Reviews for Last Lincolns : The Rise & Fall of a Great American Family
Book News Reviews
Lachman, the producer of a television newsmagazine program, charts the lives of the descendents of Abraham Lincoln. The book is arranged by generation, the first stories being those of Robert, his only surviving son, and Mary Todd Lincoln after her husband's assassination. The next generation, that of Robert's son and two daughters, begins a spiral of wasted lives and privilege. Mary Todd Lincoln's story takes up the first half of the book but has been told in more detail elsewhere. The lives of the descendents read like many stories of less distinguished members of famous families. The final snuffing out of the family is highlighted by a strange tale of a Lincoln chauffeur who tried to swindle the last Lincoln and is rumored to have been the legendary hijacker, D.B. Cooper. Annotation ©2009 Book News, Inc., Portland, OR (booknews.com)

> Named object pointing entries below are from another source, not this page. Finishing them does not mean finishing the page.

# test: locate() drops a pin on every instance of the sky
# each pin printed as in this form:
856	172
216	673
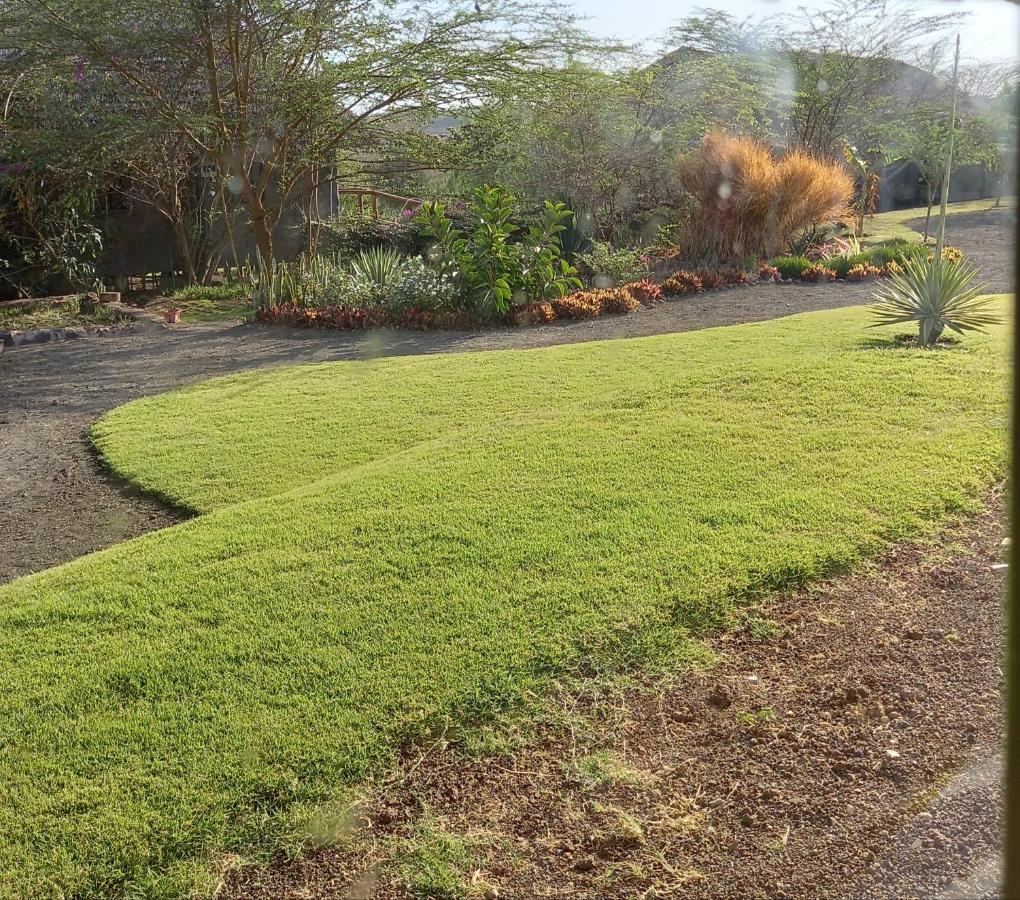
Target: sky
991	32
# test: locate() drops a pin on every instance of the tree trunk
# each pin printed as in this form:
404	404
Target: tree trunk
184	248
263	238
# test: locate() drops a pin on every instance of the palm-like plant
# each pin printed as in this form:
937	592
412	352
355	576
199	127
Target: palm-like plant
936	296
378	265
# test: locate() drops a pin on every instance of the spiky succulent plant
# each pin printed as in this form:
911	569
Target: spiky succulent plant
936	296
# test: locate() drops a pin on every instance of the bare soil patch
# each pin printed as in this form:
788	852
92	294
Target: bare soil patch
57	502
815	760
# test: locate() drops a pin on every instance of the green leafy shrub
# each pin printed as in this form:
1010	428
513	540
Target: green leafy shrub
347	236
791	266
936	297
379	265
212	293
863	272
710	279
845	262
487	265
898	250
646	292
531	313
421	287
607	267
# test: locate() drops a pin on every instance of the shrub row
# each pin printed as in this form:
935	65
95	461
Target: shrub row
583	304
353	317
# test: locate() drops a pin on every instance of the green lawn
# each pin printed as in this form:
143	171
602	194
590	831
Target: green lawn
389	543
61	315
885	226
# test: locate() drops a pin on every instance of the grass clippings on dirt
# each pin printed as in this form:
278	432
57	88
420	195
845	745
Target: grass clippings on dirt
803	764
886	226
204	304
59	315
388	548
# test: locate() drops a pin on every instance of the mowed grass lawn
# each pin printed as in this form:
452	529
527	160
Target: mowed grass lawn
387	544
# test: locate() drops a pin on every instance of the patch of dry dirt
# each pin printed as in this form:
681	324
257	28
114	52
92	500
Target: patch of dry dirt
815	762
58	504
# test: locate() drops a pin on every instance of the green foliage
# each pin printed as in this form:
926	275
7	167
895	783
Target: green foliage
792	266
49	242
546	273
310	281
436	863
56	316
607	267
422	287
381	266
936	296
897	250
211	293
487	265
387	546
347	236
846	261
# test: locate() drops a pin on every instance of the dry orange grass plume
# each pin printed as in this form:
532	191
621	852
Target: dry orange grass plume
750	203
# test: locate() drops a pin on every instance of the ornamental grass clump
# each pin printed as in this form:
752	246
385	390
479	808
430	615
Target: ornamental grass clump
748	202
936	296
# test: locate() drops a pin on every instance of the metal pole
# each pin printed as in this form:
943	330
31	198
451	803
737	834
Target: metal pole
1011	837
949	159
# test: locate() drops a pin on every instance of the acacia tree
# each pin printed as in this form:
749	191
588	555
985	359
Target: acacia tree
849	75
278	89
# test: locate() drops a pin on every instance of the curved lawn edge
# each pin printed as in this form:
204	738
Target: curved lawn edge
238	671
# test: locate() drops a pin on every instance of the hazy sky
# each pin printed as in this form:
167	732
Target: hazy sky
991	31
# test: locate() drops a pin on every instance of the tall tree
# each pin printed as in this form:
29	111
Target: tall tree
282	88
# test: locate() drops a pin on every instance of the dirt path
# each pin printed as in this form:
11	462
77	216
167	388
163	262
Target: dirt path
57	504
815	761
803	804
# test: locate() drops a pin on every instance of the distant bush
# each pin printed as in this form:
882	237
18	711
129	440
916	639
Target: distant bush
818	272
212	293
845	262
737	276
750	203
710	279
897	250
646	292
862	272
531	313
589	304
681	283
607	267
792	266
421	288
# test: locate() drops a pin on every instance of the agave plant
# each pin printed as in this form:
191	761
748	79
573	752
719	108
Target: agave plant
936	297
378	265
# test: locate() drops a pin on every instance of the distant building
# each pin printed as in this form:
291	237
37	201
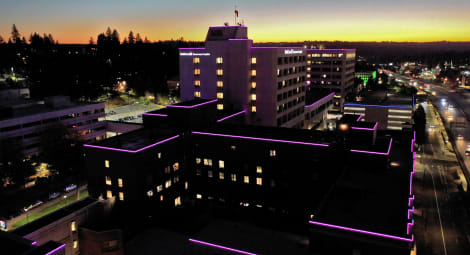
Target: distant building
332	70
390	111
268	83
23	120
186	157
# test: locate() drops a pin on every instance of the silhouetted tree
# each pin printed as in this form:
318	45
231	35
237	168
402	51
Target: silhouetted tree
131	38
138	39
15	35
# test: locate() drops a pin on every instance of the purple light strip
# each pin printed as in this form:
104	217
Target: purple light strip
230	116
278	48
317	102
378	153
191	48
225	26
261	139
410	200
409	226
220	247
155	114
56	249
370	129
130	151
193	106
328	49
363	231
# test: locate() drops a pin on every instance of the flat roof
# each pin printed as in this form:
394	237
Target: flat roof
371	200
52	217
134	141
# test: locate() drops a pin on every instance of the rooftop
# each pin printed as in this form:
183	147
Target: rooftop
52	217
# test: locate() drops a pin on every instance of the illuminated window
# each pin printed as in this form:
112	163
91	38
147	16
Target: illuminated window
208	162
167	170
272	153
167	184
177	201
73	226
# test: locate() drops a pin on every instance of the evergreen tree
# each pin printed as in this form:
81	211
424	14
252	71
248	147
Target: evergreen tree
131	38
15	35
138	39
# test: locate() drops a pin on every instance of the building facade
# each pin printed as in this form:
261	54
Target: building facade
269	83
332	70
24	121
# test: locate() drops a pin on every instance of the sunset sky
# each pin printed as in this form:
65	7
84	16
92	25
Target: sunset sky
267	20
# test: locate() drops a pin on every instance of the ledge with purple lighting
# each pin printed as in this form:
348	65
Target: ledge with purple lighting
319	101
230	116
410	240
375	152
220	247
261	139
131	151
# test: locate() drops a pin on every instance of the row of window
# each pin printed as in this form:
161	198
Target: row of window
291	70
290	82
233	177
289	60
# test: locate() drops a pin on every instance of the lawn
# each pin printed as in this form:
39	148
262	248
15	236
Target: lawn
44	211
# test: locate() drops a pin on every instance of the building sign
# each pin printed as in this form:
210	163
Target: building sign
292	51
194	54
3	225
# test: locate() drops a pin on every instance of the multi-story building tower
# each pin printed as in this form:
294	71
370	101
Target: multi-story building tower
332	70
24	121
266	82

Booklist Reviews 2008 September #1
The progeny of some of our most prominent presidents has been the subject of numerous biographies and historical studies, but no other presidential family rose to the achievement level of the Adams family. Although that is certainly true of the Lincoln family, the history of his family after Lincoln's assassination provides both historical and dramatic interest. Abraham and Mary Lincoln had four sons, but only Robert, the oldest, survived into adulthood and produced his own children. Lachman follows the fate of Lincoln's immediate family and their descendants in an informative survey. The strongest part of the book follows Mary and her sons Robert and Tad in the decades following the assassination. Mary endured the loss of two young children and her husband, veering from bouts of depression to almost hysterical agitation. Tad, who apparently suffered from attention deficit disorder, was illiterate until his teens. Robert, seen by contemporaries as distant and cold, was actually a rock of stability for his family. The narrative lags when Lachman examines Robert's rather uninteresting descendants, but Lincoln enthusiasts will still find much to enjoy here. Copyright 2008 Booklist Reviews.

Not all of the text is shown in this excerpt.